OK, no one wishes bad on anyone. But if renegade Robbie proves as big a hit on the field at Rovers as he did at Ninian Park, few Ewood fans will be enamoured. They must be asking two questions right now. Firstly, does he have any chance of winning a regular first-team place? And secondly, will he remain injury-free for the next 12 months? I’m sorry to say that the answer to both appears to be a resounding ‘no’.
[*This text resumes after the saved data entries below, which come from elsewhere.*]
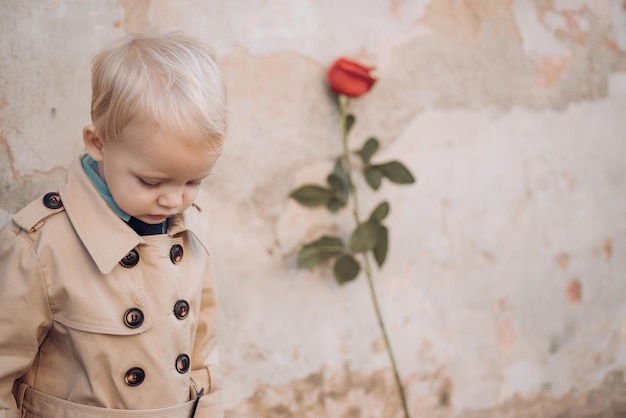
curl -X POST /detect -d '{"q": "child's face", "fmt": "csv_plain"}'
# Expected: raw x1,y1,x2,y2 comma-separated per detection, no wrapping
87,119,219,224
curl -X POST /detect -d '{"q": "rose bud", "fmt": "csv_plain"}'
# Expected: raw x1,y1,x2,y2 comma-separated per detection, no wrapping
327,58,377,98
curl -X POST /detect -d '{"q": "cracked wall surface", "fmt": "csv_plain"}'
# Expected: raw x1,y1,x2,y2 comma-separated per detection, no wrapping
1,1,626,417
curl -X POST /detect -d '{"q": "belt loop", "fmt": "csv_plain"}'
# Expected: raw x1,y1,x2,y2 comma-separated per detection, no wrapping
190,376,199,397
17,383,28,409
16,382,29,418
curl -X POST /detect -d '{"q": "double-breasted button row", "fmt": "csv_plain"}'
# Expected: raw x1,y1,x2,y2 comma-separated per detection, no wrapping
43,192,63,209
122,300,188,329
123,355,189,387
119,245,182,268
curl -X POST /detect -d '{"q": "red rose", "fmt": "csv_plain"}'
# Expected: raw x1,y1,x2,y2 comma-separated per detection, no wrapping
327,58,376,98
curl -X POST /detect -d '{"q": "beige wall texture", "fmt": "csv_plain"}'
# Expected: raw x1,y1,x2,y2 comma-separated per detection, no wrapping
2,1,626,417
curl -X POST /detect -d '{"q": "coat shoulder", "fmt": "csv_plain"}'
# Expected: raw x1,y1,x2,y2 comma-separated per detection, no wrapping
12,191,66,233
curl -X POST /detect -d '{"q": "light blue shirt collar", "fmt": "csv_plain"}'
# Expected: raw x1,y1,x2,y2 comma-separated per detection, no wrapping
81,154,131,222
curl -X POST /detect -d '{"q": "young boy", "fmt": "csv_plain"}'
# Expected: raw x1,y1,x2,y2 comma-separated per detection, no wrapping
0,32,227,417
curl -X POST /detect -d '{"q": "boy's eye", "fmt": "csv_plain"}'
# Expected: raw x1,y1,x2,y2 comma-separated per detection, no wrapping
138,178,161,188
187,180,203,187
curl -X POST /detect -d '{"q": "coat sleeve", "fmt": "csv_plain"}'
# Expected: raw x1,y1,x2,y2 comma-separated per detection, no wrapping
190,249,223,417
0,223,52,413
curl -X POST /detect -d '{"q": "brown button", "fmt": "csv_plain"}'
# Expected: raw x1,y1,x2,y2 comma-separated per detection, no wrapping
170,244,183,264
123,308,144,328
124,367,145,386
173,300,190,320
43,192,63,209
176,354,190,374
120,249,140,268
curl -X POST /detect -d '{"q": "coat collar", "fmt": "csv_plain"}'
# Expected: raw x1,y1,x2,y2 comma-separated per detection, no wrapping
59,154,211,275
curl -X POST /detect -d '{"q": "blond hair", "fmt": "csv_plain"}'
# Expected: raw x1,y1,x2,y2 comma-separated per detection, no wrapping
90,32,227,151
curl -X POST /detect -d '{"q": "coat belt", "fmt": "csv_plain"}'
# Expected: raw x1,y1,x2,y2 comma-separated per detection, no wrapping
11,368,221,418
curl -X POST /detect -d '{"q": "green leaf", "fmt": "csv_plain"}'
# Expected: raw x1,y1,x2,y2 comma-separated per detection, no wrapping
357,137,379,164
369,201,390,223
372,225,388,267
297,236,344,269
332,158,350,191
364,166,383,190
333,254,360,284
290,185,333,207
327,174,344,192
344,114,356,136
325,159,350,212
326,195,346,213
350,220,379,253
379,161,416,185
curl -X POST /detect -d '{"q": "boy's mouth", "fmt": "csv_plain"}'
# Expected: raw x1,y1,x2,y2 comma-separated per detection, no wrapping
146,214,169,221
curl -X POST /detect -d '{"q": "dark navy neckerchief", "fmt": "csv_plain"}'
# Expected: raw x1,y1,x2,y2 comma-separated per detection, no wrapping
126,216,168,236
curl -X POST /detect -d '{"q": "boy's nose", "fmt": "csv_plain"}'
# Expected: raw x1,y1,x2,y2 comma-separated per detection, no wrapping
157,190,183,209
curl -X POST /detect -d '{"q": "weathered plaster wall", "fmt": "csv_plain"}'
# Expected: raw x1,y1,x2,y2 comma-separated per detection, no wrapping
1,1,626,417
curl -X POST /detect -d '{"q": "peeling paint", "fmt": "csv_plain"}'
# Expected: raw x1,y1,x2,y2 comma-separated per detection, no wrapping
227,366,404,418
0,141,66,214
566,279,582,303
227,368,626,417
603,239,613,261
372,2,626,120
497,316,517,350
118,0,151,33
535,55,570,90
557,253,570,270
117,0,183,34
461,369,626,417
513,0,569,56
420,0,485,41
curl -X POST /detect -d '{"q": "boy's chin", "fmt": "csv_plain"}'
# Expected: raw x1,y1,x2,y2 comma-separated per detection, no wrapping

Fowler certainly appears to have been less than fair with Cardiff, whose new signing Ross McCormack is on record as saying the chance to work with the former Anfield hero was one of the key elements in his decision to join the Bluebirds from Motherwell: ''It was a good chance to come and play with a player like Robbie,'' he said after turning down offers from Nottingham Forest among other clubs. ''He was my hero when I was growing up, I was a big Liverpool fan and he was scoring all the goals for them.''

But the way the Welsh club showed Hasselbaink the door was even more callous. The second of the two veteran strikers picked up on frees last summer apparently had a written agreement that if he played a certain number of games, he would be offered another 12 months. The former Leeds and Chelsea hitman duly played 36 games during the season – one for each year of his age - also at a reputed £15,000 a week.

OK, he wasn’t exactly a smash hit with just seven goals, though his superb effort against Wolves in the fifth round of the FA Cup brought back memories of the Dutch international’s halcyon days.

Any City fan will tell you creaking Jimmy is no longer up to playing in a team aiming to challenge for a Premier League place. But if Cardiff didn’t want to keep him, they should have made sure he didn’t go over the games threshold that would earn him another year.

They made their bed by playing him more regularly than perhaps he deserved. Now they should do the honest thing and lie in it.